A "vulnerable" Mike Tyson appeared at the Cannes film festival on Saturday for the premiere of a flattering documentary on the former world heavyweight boxing champion's tumultuous life.

The picture takes Tyson from his humble beginnings on the mean streets of Brooklyn through his phenomenal rise as a boxing champion and his epic fall marked by addiction, humiliation in the ring and a rape conviction.

Tyson, who has put on weight in recent years and now has a Maori tattoo around his left eye, flew to the French Riviera from his suburban Las Vegas home with a sizeable entourage for the premiere of 'Tyson'.

The retired fighter, who will be 42 next month, fielded reporters' questions after a packed screening at the world's biggest cinema showcase.

"Totally overwhelmed"

"I'm totally overwhelmed," he admitted.

"Really, it was shocking when I came into the grand opening and saw all those cameras.
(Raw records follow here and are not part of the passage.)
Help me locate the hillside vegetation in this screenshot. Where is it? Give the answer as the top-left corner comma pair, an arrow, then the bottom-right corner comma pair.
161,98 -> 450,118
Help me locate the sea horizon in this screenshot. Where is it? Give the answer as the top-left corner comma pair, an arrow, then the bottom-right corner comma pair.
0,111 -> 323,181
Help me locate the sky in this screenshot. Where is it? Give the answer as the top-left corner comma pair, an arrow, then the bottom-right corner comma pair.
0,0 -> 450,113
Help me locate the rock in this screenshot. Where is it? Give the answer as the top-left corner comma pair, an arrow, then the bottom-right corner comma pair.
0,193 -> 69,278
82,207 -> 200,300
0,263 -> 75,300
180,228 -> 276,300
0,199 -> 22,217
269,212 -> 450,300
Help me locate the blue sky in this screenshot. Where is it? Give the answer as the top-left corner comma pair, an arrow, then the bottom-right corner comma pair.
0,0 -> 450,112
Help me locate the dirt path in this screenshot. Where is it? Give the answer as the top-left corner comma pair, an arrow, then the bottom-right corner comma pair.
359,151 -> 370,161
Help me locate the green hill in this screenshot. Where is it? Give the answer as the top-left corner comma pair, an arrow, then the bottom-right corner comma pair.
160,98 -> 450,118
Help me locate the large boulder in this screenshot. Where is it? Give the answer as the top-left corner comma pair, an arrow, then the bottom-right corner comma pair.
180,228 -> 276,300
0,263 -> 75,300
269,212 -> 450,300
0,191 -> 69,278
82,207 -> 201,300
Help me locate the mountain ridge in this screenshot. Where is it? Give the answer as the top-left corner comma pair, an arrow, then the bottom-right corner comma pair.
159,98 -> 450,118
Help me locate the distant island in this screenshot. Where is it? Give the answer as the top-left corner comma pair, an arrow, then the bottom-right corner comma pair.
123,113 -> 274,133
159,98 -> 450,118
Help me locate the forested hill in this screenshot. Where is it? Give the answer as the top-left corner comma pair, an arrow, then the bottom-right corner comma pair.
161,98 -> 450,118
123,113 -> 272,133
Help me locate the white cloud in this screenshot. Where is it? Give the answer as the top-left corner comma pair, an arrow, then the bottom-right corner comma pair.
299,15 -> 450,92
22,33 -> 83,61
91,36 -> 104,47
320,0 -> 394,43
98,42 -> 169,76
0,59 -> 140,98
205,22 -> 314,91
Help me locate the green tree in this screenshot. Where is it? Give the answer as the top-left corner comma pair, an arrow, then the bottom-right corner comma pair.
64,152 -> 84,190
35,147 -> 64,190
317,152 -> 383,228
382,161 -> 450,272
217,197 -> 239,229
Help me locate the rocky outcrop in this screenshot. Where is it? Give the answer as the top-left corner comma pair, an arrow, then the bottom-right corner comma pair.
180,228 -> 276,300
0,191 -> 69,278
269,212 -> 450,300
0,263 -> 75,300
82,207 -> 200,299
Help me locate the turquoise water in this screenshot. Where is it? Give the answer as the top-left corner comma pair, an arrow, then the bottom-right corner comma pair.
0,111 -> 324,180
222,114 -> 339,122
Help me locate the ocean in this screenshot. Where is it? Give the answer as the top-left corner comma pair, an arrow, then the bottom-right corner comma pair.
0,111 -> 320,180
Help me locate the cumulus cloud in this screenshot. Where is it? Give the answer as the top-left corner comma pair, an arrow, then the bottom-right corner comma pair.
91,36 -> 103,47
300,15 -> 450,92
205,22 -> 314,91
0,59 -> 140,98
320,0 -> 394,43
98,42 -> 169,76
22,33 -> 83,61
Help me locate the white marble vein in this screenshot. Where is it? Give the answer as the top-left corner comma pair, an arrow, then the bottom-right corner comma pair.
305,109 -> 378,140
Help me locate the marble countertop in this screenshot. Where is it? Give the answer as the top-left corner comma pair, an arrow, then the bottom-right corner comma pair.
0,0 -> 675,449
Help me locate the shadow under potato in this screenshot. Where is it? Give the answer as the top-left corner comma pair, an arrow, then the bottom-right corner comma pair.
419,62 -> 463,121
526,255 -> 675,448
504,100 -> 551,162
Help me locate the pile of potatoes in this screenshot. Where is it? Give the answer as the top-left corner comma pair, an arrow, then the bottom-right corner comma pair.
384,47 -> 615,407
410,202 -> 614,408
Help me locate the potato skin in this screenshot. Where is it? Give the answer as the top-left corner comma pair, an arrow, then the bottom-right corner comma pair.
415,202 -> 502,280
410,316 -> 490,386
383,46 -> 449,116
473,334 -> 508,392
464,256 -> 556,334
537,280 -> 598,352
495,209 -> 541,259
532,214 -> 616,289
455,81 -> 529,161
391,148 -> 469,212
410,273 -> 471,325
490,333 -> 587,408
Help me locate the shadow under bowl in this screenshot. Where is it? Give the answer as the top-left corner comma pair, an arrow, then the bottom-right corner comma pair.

I didn't even want to see it (the film) because I get a little embarrassed because I'm so vulnerable up there."

The picture combines more than 30 hours of interviews with highlights of his boxing career.

Director James Toback, best known for his 1978 drama 'Fingers' which was re-made into a hit French movie in 2005, said he believed he had succeeded in presenting Tyson as a "complex and iconic and noble human being".

He met a teen Tyson in 1985 while directing 'The Pick-up Artist'. Tyson said their friendship was what allowed him to be so candid on camera.

"I have a great deal trust in him and I believed that it was going to be a decent project and once I committed to it, I did it wholeheartedly, I gave him everything that he wanted to have," he said.

Told entirely from Tyson's point of view, the portrayal allows the gentle giant with the high-pitched voice and a lisp to take the long view of his rocky past and extraordinary career.

Unique place in boxing history

Toback said Tyson occupied a unique place in the history of boxing.

"There are certain people in various fields, they just become the representative, iconic figure of that profession," he said. "Muhammad Ali as a personality and as an entertainer -- but to me as a boxer, as a fighter, it's Mike Tyson."

In the film, Tyson describes his start in boxing as a reaction to vicious bullying when he was a chubby child.

Locked up in juvenile detention at the age of 12, he began sparring and was eventually taken on by legendary trainer Cus D'Amato, whom Tyson describes as a father figure who built up his battered self-esteem.

Even before his body was steeled by countless hours of training, D'Amato taught him the tactical tricks necessary to bring an opponent to his knees.

"I knew all the skulduggery," Tyson says. "Most of these guys lost the fight before it even started."

Tyson, who went 50-6 with 44 knockouts, became the youngest heavyweight champion in history in 1986 at age 20 and was the undisputed champion from 1987 until 1990, winning his first 37 fights with ferocious force.

A god in the ring

"Once I get in the ring, I'm a god," he says.

The now-vulnerable Tyson reflects upon his mistakes, including an unhappy marriage and bitter divorce from actress Robin Givens.

"We were just kids," a milder Tyson now says.

Tyson lost his crowns to Buster Douglas in Tokyo in 1990 and the flaring temper returns when he recounts his three-year stint in prison after his 1992 conviction for raping an 18-year-old beauty pageant contestant.

"I may have taken advantage of women before but not of that woman," he insists. "That still bothers me today."

Tyson reclaimed the heavyweight throne but lost to Evander Holyfield in 1996 and bit Holyfield's ears twice in a 1997 rematch, adding banishment to his ridicule.

Tyson filed for bankruptcy in 2003 after squandering an estimated $400-million and retired two years later.

"I just didn't have it in me anymore," the father of six says. "I lost the desire to be a champion."

The documentary is screening in the festival's "Un Certain Regard" sidebar section and is to be released later this year.